The company plans to use the funds to support development and commercialization of its first proteomic diagnostic, a mass spectrometry-based blood test to aid in the early detection of colorectal cancer, as well as to launch discovery efforts in several new indications, API President and CEO Peter Klemm told ProteoMonitor.
In part, the funds will go toward the construction of a high-capacity CLIA laboratory out of which API will perform the test, which uses multiple-reaction monitoring mass spec. The company inked an agreement with Agilent in March to collaborate on clinical MRM mass spec assays and workflows for its colorectal cancer test (PM 3/29/2013).
That test identifies patients likely to have colon polyps or adenomas with the idea being that such molecular evidence will encourage them to undergo recommended colonoscopies. In a 100-patient, 10-fold cross-validation study presented at the Mass Spectrometry's Applications to the Clinical Lab annual meeting in February, the test identified patients with colon polyps or adenomas with an area under the curve of 0.92.
API is in ongoing validation studies for the test, Klemm said. He declined to provide an exact timeline for its launch, but said that the company plans to test it in at least 5,000 patient samples spanning a variety of geographies and ethnicities before taking it to market. John Blume, API's chief science officer, told ProteoMonitor that the company currently has "a couple thousand" patient samples in hand.
API has broken ground on its planned CLIA laboratory, Klemm said, and it expects to complete construction in the first half of 2014.
Upon completion, the CLIA facility will be capable of running around 1,000 samples per day, Blume said.
One area of focus for API's collaboration with Agilent has been integrating Agilent's RapidFire separation device into its mass spec workflow – a move that could significantly up that throughput figure. In particular, the companies are working on upping the multiplexing capabilities of the RapidFire system to allow for the processing of API's colorectal panel, which could include as many as 20 proteins.
As Can Ozbal, director of Agilent's RapidFire business, told ProteoMonitor in February, Agilent researchers have managed to perform as many as 20 MRM assays in a single RapidFire injection and believe that they could theoretically perform close to 30 MRMs in one injection.
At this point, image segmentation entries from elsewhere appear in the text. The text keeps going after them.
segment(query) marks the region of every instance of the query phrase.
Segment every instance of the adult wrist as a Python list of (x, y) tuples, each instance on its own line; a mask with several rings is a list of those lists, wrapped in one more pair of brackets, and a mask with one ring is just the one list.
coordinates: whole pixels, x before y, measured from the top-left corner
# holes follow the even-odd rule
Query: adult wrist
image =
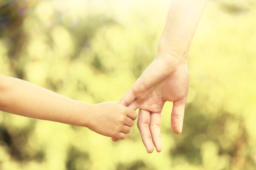
[(177, 65), (187, 65), (187, 58), (186, 54), (159, 47), (156, 56), (156, 59), (160, 59), (165, 62)]

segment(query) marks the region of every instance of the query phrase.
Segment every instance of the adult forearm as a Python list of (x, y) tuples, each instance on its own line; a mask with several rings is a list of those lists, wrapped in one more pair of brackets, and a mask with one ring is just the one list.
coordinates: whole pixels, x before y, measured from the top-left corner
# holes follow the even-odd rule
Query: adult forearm
[(159, 52), (177, 55), (182, 62), (186, 62), (191, 42), (207, 1), (172, 1), (159, 42)]
[(0, 76), (0, 110), (27, 117), (86, 126), (91, 105), (18, 79)]

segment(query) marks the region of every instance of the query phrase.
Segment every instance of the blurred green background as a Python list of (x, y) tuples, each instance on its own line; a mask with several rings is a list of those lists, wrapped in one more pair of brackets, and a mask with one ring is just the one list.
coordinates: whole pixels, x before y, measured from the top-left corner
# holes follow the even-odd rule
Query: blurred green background
[[(0, 74), (88, 103), (118, 101), (154, 59), (170, 3), (0, 0)], [(114, 143), (0, 111), (0, 169), (256, 169), (256, 16), (254, 0), (209, 1), (189, 57), (183, 130), (172, 132), (166, 103), (161, 153), (146, 153), (136, 125)]]

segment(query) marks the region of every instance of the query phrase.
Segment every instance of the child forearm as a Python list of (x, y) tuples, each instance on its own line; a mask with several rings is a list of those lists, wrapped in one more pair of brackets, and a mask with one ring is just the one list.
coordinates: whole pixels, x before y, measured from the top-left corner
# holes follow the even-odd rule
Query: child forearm
[(91, 106), (25, 81), (0, 76), (0, 110), (3, 111), (87, 127)]

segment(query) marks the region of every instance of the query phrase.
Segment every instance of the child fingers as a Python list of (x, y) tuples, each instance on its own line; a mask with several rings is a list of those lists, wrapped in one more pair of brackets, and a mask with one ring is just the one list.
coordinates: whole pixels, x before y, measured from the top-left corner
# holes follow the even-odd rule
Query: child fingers
[(134, 125), (134, 123), (133, 120), (130, 118), (129, 117), (127, 117), (127, 118), (126, 118), (126, 121), (125, 125), (126, 126), (131, 127)]
[(133, 110), (129, 109), (129, 111), (127, 112), (127, 116), (133, 120), (135, 120), (137, 118), (137, 113)]
[(131, 128), (125, 125), (123, 126), (121, 132), (124, 133), (129, 133), (131, 132)]
[(113, 142), (116, 142), (118, 140), (118, 139), (116, 139), (116, 138), (113, 138), (113, 137), (111, 138), (111, 139), (112, 139), (112, 141), (113, 141)]
[(138, 108), (139, 108), (139, 105), (137, 103), (137, 102), (134, 100), (130, 104), (130, 105), (128, 106), (128, 108), (133, 110), (136, 110)]

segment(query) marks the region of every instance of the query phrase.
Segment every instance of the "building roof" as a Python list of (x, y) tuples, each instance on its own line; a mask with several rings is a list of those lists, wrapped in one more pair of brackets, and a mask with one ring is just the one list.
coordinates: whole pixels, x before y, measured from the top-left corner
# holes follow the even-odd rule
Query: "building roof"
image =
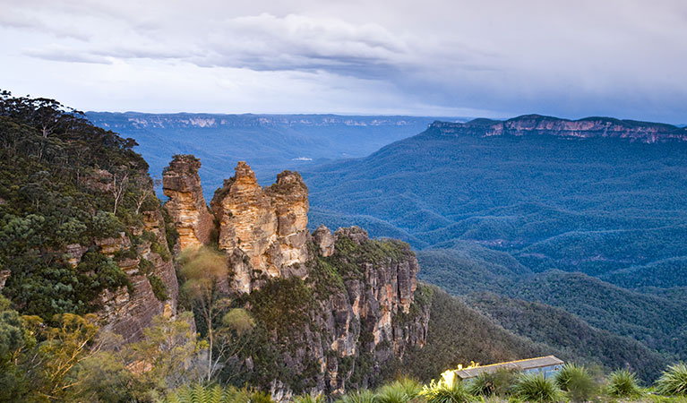
[(460, 379), (469, 379), (474, 378), (482, 373), (494, 373), (502, 368), (514, 371), (525, 371), (536, 368), (543, 368), (545, 366), (562, 365), (562, 360), (554, 356), (546, 356), (537, 358), (528, 358), (526, 360), (510, 361), (508, 363), (492, 364), (490, 365), (467, 368), (464, 370), (455, 371), (455, 373), (456, 376)]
However, measuring a 20-protein panel using the RapidFire will almost certainly require two separate injections.
Work on this multiplexing issue is ongoing, Blume said. He added that API plans to launch the colorectal cancer panel using a standard UHPLC system upfront of the mass spec, noting such a workflow would be sufficient to meet the expected initial demand.
"A single mass spec can process up to around 300 samples per day with a six-minute cycle time on UHPLC," he said. "So, then, with multiple mass spec lines you can basically scale to whatever throughput you like."
The RapidFire system – which brings cycle times down from the six-minute range to the six-second range – would likely come into play later in the commercialization process, Blume said.
"When you start thinking about the 44 million people [comprising the test's potential market] and wanting to get to big numbers in that market, that is when you start thinking about the next level up [in throughput]," he said. "The work on the RapidFire is to think about the next phase [of commercialization] where you want to go from hundreds of thousands of tests a year to 10 [times] that."
In addition to continuing development of the colorectal cancer test, API is moving ahead with biomarker discovery efforts in conditions including cardiovascular disease, pancreatic cancer, Alzheimer's, and appendicitis, Klemm said.
While API has declined to provide much detail on its discovery platform, it has traditionally highlighted it as its key differentiating technology. Launched in 2007 by David Agus, director of the University of Southern California's Center for Applied Molecular Medicine, and Danny Hillis, chairman and co-founder of technology firm Applied Minds, the company has credited Hillis' and Applied Minds' technical expertise, in particular, with facilitating highly reproducible mass spec-based biomarker discovery.
"The differentiating factor for us is that we've got the thing humming so well that we've effectively dialed the noise component way down, and that gives us tremendous reproducibility, and that translates into very practically sized studies," Klemm told ProteoMonitor in a 2012 interview (PM 2/10/2012).
Klemm said this week that API would be using its discovery platform over the next two quarters for a series of pilot studies in the aforementioned indications, "and then from a signal strength point of view decide on the next downstream project." He noted that the company had obtained "excellent plasma samples" for these diseases.
According to Blume, the company's discovery system primarily uses Agilent Q-TOF mass specs with some work done on Thermo Fisher Scientific's Orbitrap instruments, as well.
The Series C round was led by Malaysian investment firm Genting Berhad, with existing investors Domain Associates and Vulcan Capital also participating in the financing. Upon completion of the round, Genting Berhad Chairman and CEO Tan Sri Lim Kok Thay was appointed to the API board of directors.
The funding follows a $22.5 million Series B round the company completed in February 2012 and a $4 million Series A round it closed in 2007.